0
votes

Let's say I have a list of regexes like such (this is a simple example, the real code has more complex regexes):

regs = [r'apple', 'strawberry', r'pear', r'.*berry', r'fruit: [a-z]*']

I want to exactly match one of the regexes above (so ^regex$) and return the index. Additionally, I want to match the leftmost regex. So find('strawberry') should return 1 while find('blueberry') should return 3. I'm going to re-use the same set of regexes a lot, so precomputation is fine.
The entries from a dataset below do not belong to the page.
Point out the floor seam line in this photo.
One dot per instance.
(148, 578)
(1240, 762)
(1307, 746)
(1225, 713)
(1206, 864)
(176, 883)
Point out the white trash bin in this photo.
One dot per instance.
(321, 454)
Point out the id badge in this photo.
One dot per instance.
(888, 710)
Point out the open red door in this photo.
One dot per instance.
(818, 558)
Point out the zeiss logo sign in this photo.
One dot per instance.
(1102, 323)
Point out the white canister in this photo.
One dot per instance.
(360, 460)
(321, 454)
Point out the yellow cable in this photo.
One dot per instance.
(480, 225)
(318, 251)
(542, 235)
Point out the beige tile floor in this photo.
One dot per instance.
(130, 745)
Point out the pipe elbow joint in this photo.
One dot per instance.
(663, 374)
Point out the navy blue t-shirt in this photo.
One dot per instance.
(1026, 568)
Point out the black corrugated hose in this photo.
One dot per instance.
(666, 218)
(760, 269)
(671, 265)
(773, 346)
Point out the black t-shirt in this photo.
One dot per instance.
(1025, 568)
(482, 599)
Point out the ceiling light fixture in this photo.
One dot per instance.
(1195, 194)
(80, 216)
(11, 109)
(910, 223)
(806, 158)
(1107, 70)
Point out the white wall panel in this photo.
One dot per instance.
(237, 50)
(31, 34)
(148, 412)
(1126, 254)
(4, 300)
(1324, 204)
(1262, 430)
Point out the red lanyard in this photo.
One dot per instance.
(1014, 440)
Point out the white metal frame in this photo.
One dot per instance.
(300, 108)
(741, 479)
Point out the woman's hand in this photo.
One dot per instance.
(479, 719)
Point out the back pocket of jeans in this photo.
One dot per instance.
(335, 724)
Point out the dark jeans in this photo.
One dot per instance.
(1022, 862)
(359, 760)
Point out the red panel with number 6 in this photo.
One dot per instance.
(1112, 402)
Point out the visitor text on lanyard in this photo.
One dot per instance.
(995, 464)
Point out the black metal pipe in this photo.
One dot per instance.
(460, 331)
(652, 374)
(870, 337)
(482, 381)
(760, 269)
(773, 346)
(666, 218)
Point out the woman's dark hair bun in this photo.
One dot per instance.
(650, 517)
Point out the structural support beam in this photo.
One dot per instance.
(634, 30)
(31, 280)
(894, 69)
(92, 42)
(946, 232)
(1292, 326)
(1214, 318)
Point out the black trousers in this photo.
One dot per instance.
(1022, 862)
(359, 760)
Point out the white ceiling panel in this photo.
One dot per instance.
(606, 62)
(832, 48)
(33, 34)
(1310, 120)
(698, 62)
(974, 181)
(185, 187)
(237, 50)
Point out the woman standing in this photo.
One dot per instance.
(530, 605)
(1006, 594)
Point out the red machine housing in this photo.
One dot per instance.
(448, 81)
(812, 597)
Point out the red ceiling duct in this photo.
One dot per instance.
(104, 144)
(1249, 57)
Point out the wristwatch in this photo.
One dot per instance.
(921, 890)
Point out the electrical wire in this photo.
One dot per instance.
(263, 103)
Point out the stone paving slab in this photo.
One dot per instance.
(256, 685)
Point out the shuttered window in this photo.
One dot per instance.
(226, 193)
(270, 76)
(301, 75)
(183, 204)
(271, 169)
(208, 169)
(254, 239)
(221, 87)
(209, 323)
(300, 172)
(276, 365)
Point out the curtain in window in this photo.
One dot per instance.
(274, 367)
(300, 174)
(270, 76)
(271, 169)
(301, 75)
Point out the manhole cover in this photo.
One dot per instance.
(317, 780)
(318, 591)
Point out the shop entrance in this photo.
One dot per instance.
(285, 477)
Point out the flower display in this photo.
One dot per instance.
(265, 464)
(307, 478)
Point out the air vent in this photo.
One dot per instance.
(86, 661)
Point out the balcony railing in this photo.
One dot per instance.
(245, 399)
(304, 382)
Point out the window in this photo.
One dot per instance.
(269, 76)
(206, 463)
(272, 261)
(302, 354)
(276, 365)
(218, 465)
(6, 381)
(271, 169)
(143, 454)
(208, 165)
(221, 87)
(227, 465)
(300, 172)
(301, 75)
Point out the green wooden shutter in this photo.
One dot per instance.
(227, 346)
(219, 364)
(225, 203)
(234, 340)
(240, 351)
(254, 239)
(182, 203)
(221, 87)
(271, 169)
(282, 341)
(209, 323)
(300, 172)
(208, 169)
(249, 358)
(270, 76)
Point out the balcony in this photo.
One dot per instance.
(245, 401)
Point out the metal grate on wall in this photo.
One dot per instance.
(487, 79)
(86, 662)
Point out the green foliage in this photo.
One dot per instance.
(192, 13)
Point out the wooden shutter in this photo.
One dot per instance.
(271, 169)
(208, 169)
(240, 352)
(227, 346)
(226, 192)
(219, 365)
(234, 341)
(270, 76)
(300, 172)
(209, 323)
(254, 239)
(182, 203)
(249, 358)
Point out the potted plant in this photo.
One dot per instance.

This is what I've coded, but it feels bad. The regex should be able to know which one got matched, and I feel this is terribly inefficient (keep in mind that the example above is simplified, and the real regexes are more complicated and in larger numbers):

import re

regs_compiled = [re.compile(reg) for reg in regs]
regs_combined = re.compile('^' +
                           '|'.join('(?:{})'.format(reg) for reg in regs) +
                           '$')

def find(s):
    if re.match(regs_combined, s):
        for i, reg in enumerate(regs_compiled):
            if re.match(reg, s):
                return i

    return -1

Is there a way to find out which subexpression(s) were used to match the regex without looping explicitly?

1

1 Answers

4
votes

The only way to figure out which subexpression of the regular expression matched the string would be to use capturing groups for every one and then check which group is not None. But this would require that no subexpression uses capturing groups on its own.

E.g.

>>> regs_combined = re.compile('^' +
                           '|'.join('({})'.format(reg) for reg in regs) +
                           '$')
>>> m = re.match(regs_combined, 'strawberry')
>>> m.groups()
(None, 'strawberry', None, None, None)
>>> m.lastindex - 1
1

Other than that, the standard regular expression implementation does not provide further information. You could of course build your own engine that exposes that information, but apart from your very special use case, it’s difficult to make this practically work in other situations—which is probably why this is not provided by existing solutions.